The finer details of the program are still in development. “What will happen later, which we have not yet planned, is ... some sort of peer review by a group of universities of the initiatives being taken by initial members,” says Damodaran. “And I think this is going to be important because I think in the beginning we will be fairly relaxed. We certainly don’t want a situation where 540 universities say they observed a speech and say they fulfilled the initiative. But the U.N. has refrained from being too specific about what constitutes or what does not constitute an activity because I think that’s for universities to consider and decide.”
How the U.N. will collect and share the data is also still to be decided. Already though, the sharing is seeing practical results.
“Chuo University is working assiduously in water management,” said Damodaran. “And I have universities that want to launch similar programs specific to their locations.”
Universities have taken a range of steps to comply with Academic Impact’s obligations.

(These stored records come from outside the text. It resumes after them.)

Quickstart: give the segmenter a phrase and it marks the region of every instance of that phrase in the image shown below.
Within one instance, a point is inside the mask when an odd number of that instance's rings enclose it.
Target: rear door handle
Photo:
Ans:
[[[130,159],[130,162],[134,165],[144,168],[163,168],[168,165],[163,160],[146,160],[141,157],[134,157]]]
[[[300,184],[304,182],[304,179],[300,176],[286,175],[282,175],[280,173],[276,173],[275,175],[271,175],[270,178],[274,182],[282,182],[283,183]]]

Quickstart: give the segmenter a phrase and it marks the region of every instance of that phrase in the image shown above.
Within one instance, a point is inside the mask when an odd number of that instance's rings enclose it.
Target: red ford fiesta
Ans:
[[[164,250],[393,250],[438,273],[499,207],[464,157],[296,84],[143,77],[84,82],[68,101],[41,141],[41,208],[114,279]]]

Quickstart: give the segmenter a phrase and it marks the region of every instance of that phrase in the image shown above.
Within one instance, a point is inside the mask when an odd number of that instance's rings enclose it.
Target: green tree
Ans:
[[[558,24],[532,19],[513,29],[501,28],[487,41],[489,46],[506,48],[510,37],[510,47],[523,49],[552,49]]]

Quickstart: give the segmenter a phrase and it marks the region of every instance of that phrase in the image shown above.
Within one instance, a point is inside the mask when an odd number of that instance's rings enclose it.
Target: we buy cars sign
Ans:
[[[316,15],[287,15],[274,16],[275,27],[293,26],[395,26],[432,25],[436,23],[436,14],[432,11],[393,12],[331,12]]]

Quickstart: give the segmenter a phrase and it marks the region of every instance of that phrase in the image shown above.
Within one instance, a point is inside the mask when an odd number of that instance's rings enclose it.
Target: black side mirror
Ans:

Perhaps Fairleigh Dickinson sits at the top of the class. The program's most vocal advocate is the university's president, J. Michael Adams, who recently blogged an optimistic introduction to the initiative for the Huffington Post. Fairleigh Dickinson also hosts Academic Impact’s website, and its president and his assistant also hold the two highest-ranking elected leadership positions in the International Association of University Presidents, Academic Impact’s top partner.
Other participating colleges report minimal demands made on their time after signing up. At Macalester College, media relations manager Barbara Laskin explained that, “since joining, there has not been any further request for action, and absent that we have not engaged in any planning as to fulfilling the obligations.”
After Richard Stockton College announced its membership, spokesman Tim Kelly explained that he thought his college would be able to use its existing programs to fulfill the one “activity” requirement. If so, it is unlikely much more will be done than filling out the annual submissions paperwork.
This was unsurprising to Damodaran, the initiative's overseer. "We certainly don’t expect every university to come up with an immediate new program," he said. "We recognize that universities -- if they do wish to do new programs -- will take some time to evolve. But what is important is that they realize that the programs they’re already doing have a specific global -- and hence a U.N. -- context.”
The Santa Barbara Graduate Institute -- a small postgraduate institute formed in 2000 that takes a holistic approach to teaching -- has a different story. President Allan Hoffman explained that during a meeting in November at the U.N. headquarters in which Secretary-General Ban formally kicked off Academic Impact, he made many new contacts with other university presidents and with U.N. organizers. “We’re at the early beginning at looking at students doing international work,” he said. “We might have [new] experiences within our curriculum that are international-focused. The settings would be with the idea of addressing some of those issues -- peace and conflict, violence or violence prevention.”
Cornell University is taking the program seriously. “In addition to prominently displaying our plan for Academic Impact on our International Gateway website, Academic Impact asks each participating college or university to actively demonstrate support of at least one of those principles each year,” explained Linda Schmidt, of the international relations division. “Cornell demonstrates all of these principles, and our website addresses at least one activity under each principle. We will reach out to our academic units annually to supply new examples that showcase activities that support these principles.”
Damodaran explained that the focus for 2010 was to build a member roster. With more than 500 participating universities, he feels he accomplished that. In 2011, he plans to cultivate the new relationships.